A Scientist’s Pink Cast Leads to Discovery of Brain Pulses That Keep Disused Circuits “Alive”

    By Kathleen Berger, Executive Producer for Science & Technology

    For Nico Dosenbach, MD, PhD there’s nothing unusual about conducting research using his own body. The neuroscientist would lie for hours in a MRI scanner after midnight for scans of his brain.

    After midnight is considerably less expensive, as scanning charges with the MRI are 90% off. Dosenbach explained it’s the best way to uncover the mysteries of the human brain. But for this to happen, the assistant professor of neurology at Washington University School of Medicine in St. Louis wanted more ‘brains’ for his research, which meant getting creative for recruitment, by having fun with it!

    “Scientists aren’t thought of as being cool,” said Dosenbach. “So we tried our own nerdy version of a club or a gang.”

    The “Sons of Anarchy” TV drama about a fictitious motorcycle club gave Dosenbach the idea to form a club for his gang of enterprising scientists, called Midnight Scan Club. Instead of a skull on leather for a logo, he has a brain in the shape of a skull on a club t-shirt with the latin phrase “carpe noctem”, which means to seize the night.

    After midnight, they took turns in the MRI scanner generating a massive amount of high-quality data, making discoveries and publishing papers.  Spending hours in the MRI scanner is at least worth the club t-shirt! But being in the scanner while having an arm in a cast? Dosenbach had a brain scanning experiment that involved casting his right arm in order to immobilize his primary arm, wrist and hand. It wasn’t just any full arm cast. It had a vibrant neon color of hot pink!

    “You get quite the reaction,” he said. “‘What happened? Did you break your arm?’ And you say ‘No, actually it’s for research’ and they really want to know what kind of crazy you are.”

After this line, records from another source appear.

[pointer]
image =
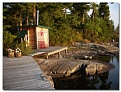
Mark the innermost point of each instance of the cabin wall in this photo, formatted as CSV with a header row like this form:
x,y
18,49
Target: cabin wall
x,y
31,36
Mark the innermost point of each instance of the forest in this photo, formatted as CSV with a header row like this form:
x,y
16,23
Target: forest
x,y
69,22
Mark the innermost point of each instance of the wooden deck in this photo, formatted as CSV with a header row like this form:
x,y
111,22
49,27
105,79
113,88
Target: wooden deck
x,y
23,73
49,51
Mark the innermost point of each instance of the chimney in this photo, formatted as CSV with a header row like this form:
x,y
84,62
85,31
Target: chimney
x,y
37,20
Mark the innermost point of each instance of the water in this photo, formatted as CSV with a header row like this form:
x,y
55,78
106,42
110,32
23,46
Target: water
x,y
108,80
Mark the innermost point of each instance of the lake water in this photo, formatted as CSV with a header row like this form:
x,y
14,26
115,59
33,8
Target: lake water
x,y
108,80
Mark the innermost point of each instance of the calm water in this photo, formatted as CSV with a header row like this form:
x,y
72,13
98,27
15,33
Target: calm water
x,y
107,80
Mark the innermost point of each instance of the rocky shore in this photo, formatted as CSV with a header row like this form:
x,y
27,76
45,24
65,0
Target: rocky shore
x,y
90,50
80,57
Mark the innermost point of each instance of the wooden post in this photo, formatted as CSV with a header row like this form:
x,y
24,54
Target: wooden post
x,y
59,54
65,51
47,56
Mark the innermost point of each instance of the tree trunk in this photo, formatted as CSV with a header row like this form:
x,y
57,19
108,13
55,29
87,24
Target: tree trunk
x,y
83,18
34,14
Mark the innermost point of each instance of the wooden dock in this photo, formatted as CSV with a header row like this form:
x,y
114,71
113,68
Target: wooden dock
x,y
24,74
50,51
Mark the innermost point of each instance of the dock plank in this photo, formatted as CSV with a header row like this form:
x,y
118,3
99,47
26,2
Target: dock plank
x,y
18,74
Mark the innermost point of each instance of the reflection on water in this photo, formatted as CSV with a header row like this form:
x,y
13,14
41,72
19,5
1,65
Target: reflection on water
x,y
107,80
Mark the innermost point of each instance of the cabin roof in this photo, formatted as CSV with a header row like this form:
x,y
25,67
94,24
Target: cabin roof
x,y
22,33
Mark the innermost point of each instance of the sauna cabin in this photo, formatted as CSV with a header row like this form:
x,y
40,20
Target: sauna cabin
x,y
35,36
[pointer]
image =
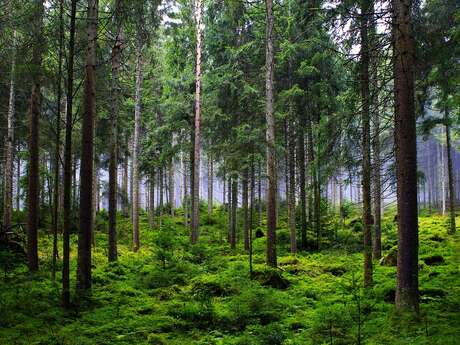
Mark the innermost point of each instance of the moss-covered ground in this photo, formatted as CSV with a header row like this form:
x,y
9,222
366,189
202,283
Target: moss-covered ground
x,y
173,293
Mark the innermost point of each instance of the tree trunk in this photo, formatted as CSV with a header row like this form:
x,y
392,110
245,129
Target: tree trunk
x,y
292,185
113,142
233,213
33,169
210,184
172,201
270,135
196,161
8,176
86,165
68,162
407,293
377,193
245,202
450,175
58,142
152,200
366,142
137,127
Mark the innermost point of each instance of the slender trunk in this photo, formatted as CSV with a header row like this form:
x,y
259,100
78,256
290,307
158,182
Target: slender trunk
x,y
33,169
137,127
292,185
172,201
407,293
210,184
251,213
58,142
68,162
366,142
450,175
86,165
270,135
259,194
233,213
8,176
245,202
196,161
377,193
18,181
229,186
113,142
152,200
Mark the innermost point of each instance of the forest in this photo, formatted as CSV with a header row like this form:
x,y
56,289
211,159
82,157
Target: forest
x,y
246,172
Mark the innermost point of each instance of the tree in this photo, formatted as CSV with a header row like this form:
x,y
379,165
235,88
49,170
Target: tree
x,y
407,294
113,147
137,127
33,169
365,99
68,160
270,118
86,167
197,123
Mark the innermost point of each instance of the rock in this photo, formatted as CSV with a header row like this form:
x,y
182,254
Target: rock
x,y
434,260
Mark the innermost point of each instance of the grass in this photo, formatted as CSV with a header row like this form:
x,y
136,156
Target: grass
x,y
173,293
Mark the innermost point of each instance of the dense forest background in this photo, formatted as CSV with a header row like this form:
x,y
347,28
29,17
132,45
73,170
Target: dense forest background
x,y
229,172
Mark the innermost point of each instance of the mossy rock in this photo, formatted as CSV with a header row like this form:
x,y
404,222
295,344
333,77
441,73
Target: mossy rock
x,y
434,260
272,278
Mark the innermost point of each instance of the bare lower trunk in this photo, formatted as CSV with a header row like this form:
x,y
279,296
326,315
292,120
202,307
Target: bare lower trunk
x,y
86,166
172,201
450,175
292,185
270,136
196,161
210,184
57,151
245,205
366,142
407,293
8,176
233,213
68,163
33,169
113,143
137,127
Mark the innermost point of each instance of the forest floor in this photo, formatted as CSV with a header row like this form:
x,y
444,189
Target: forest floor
x,y
173,293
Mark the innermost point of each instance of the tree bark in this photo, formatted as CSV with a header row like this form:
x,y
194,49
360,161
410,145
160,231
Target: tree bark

    Not crazy at all! Not with what he would discover by scanning his brain every day for six weeks: two weeks before, two weeks during and for two weeks after the cast was removed. Dosenbach wanted to know about the plasticity of the adult brain, to see how plastic it may be, meaning its ability to adapt and rewire itself responding to functional changes.

    “What the cast did was reduce use of the previously dominant arm by as much as having a stroke would have.”

    So he decided to be put into the neon pink cast for two weeks. Now that the “Pink Cast Study” is published, the Midnight Scan Club has a new look! And it’s not just hot pink. Dosenbach chose the eye-catching color as a form of marketing for recruitment of more arms in casts with new colors and data from brain scans.

    “Lots of people asked me what had happened and so I would just go around telling the story and sure enough people started lining up saying ‘hey I want to do it.’”

    The pink cast was followed by a neon yellow cast and another member’s neon green cast. The data showed how the adult brain is more plastic than expected. They discovered how quickly the brain adapted to the immobilized limb. In the brain scans, they found previously undetected brain pulses that activate quickly, within two days.

    “Huge spikes of spontaneous activity, sharp looking that normally aren’t ever there that were very much specific to the parts of the brain that had been disused,” said Dosenbach. “That’s kind of shocking because you can see them with the naked eye. All you have to do is plot out the data.”

    Dosenbach said they are disuse pulses, or spontaneous bursts of neurons firing. The research team discovered that during the two weeks the casts were worn, participants’ brains produced the spontaneous pulses that seemed to maintain neural activity in the disused circuits.

    “One thought is that these are actually protective pulses in the sense that the brain partially, at least, expects the arm to come back into action.”

    Dosenbach said this allowed the main motor circuits to reactivate after the casts came off. The neurons quickly began firing again when mobility was regained.

    “Within two days it felt like everything was back to normal and the brain data showed the same thing,” said Dosenbach. “So instead of letting the circuitry for your upper extremity dissolve, it actually starts making its own activity to keep the circuit protected and alive. It’s almost like you put it in storage because you’re going to bring it back. To me, that might be a potential explanation why the functional architecture of the brain recovered so quickly.”

    There was a significant effect from immobilizing the arm, wrist and hand for two weeks.

    “I think I lost 30 pounds of grip (hand) strength. The grip strength came back all the way to baseline in everybody in two weeks or less.”

    The findings can lead to advances in treatment for people recovering from strokes, broken limbs or other immobilizing conditions.

    Dosenbach wants to know how long the disuse pulses may last for the brain to overcome disuse. With many more questions now begging for answers, he said he will need to have another ‘casting call’, in a different sense of the term, to cast more members of the club.

    “Science doesn’t get enough credit for being a fairly creative enterprise,” he said. “I think the part that people didn’t really believe was going to happen – was actually doing it.  But we did. And it was very well worth it.”